I use remmina sometimes. Fullscreen mode (unscaled) causes some really weird interactions with gnome-shell, but I don't recall it actually hanging it. Maybe crashing it though. I will try it again and see what happens.
This message is a reminder that Fedora 18 is nearing its end of life. Approximately 4 (four) weeks from now Fedora will stop maintaining and issuing updates for Fedora 18. It is Fedora's policy to close all bug reports from releases that are no longer maintained. At that time this bug will be closed as WONTFIX if it remains open with a Fedora 'version' of '18'. Package Maintainer: If you wish for this bug to remain open because you plan to fix it in a currently maintained version, simply change the 'version' to a later Fedora version prior to Fedora 18's end of life. Thank you for reporting this issue and we are sorry that we may not be able to fix it before Fedora 18 is end of life. If you would still like to see this bug fixed and are able to reproduce it against a later version of Fedora, you are encouraged change the 'version' to a later Fedora version prior to Fedora 18's end of life. Although we aim to fix as many bugs as possible during every release's lifetime, sometimes those efforts are overtaken by events. Often a more recent Fedora release includes newer upstream software that fixes bugs or makes them obsolete.

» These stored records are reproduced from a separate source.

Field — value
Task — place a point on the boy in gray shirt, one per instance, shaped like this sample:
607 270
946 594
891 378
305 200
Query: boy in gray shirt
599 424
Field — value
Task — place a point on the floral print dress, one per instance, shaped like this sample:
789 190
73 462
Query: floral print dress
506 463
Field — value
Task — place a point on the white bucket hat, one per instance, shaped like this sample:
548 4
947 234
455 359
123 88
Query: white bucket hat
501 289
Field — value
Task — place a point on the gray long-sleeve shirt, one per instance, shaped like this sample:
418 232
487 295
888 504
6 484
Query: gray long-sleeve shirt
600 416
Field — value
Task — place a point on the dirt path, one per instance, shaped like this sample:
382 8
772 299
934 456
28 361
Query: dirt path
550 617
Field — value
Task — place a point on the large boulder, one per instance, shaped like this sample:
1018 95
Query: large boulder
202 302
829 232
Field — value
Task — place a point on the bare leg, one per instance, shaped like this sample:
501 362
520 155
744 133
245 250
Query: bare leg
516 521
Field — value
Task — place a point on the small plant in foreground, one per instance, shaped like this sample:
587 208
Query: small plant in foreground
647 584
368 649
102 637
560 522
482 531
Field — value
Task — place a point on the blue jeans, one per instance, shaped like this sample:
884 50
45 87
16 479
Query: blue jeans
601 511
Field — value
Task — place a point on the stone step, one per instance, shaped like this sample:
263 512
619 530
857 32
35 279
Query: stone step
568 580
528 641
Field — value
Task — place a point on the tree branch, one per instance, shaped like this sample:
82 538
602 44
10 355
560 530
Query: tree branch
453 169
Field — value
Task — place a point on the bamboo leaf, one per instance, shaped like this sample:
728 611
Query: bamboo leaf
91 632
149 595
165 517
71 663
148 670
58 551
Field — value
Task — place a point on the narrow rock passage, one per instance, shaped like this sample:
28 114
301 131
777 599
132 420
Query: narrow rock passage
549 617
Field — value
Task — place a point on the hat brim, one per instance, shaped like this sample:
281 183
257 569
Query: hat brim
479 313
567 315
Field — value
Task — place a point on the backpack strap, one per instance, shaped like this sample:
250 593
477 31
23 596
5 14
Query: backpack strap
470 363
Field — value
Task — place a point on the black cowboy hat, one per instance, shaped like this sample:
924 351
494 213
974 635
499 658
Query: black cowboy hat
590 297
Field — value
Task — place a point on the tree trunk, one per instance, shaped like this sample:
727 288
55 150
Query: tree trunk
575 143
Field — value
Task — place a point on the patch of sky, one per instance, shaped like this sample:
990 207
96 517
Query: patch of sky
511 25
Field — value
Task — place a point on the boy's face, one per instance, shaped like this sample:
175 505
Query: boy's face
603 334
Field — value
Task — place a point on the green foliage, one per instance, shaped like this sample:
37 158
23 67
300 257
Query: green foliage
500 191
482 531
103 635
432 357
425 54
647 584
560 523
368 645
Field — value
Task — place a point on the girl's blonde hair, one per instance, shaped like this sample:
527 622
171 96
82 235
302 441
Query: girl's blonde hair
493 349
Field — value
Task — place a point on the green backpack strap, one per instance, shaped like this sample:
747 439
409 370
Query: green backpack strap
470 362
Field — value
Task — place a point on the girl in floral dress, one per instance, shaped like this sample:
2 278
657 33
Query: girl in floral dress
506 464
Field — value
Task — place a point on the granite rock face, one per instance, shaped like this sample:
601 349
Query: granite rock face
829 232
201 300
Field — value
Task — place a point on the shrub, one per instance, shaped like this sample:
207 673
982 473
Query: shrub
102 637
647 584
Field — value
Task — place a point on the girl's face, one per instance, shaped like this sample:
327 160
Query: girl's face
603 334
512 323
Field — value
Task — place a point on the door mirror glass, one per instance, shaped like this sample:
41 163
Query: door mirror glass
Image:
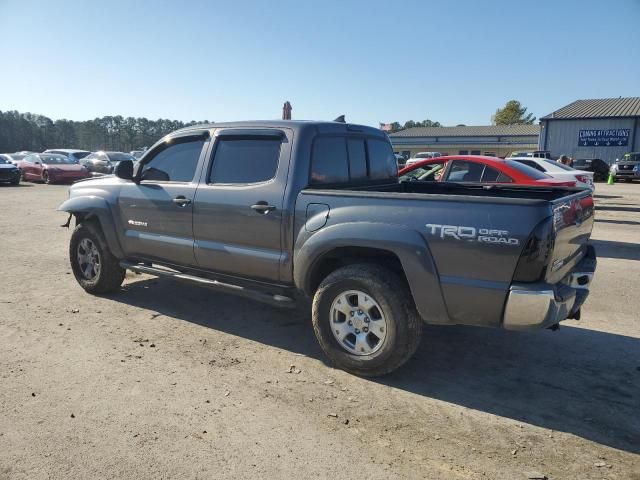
124 170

Fedora 18 changed to end-of-life (EOL) status on 2014-01-14. Fedora 18 is no longer maintained, which means that it will not receive any further security or bug fix updates. As a result we are closing this bug. If you can reproduce this bug against a currently maintained version of Fedora please feel free to reopen this bug against that version. If you are unable to reopen this bug, please file a new report against the current release. If you experience problems, please add a comment to this bug. Thank you for reporting this bug and we are sorry it could not be fixed.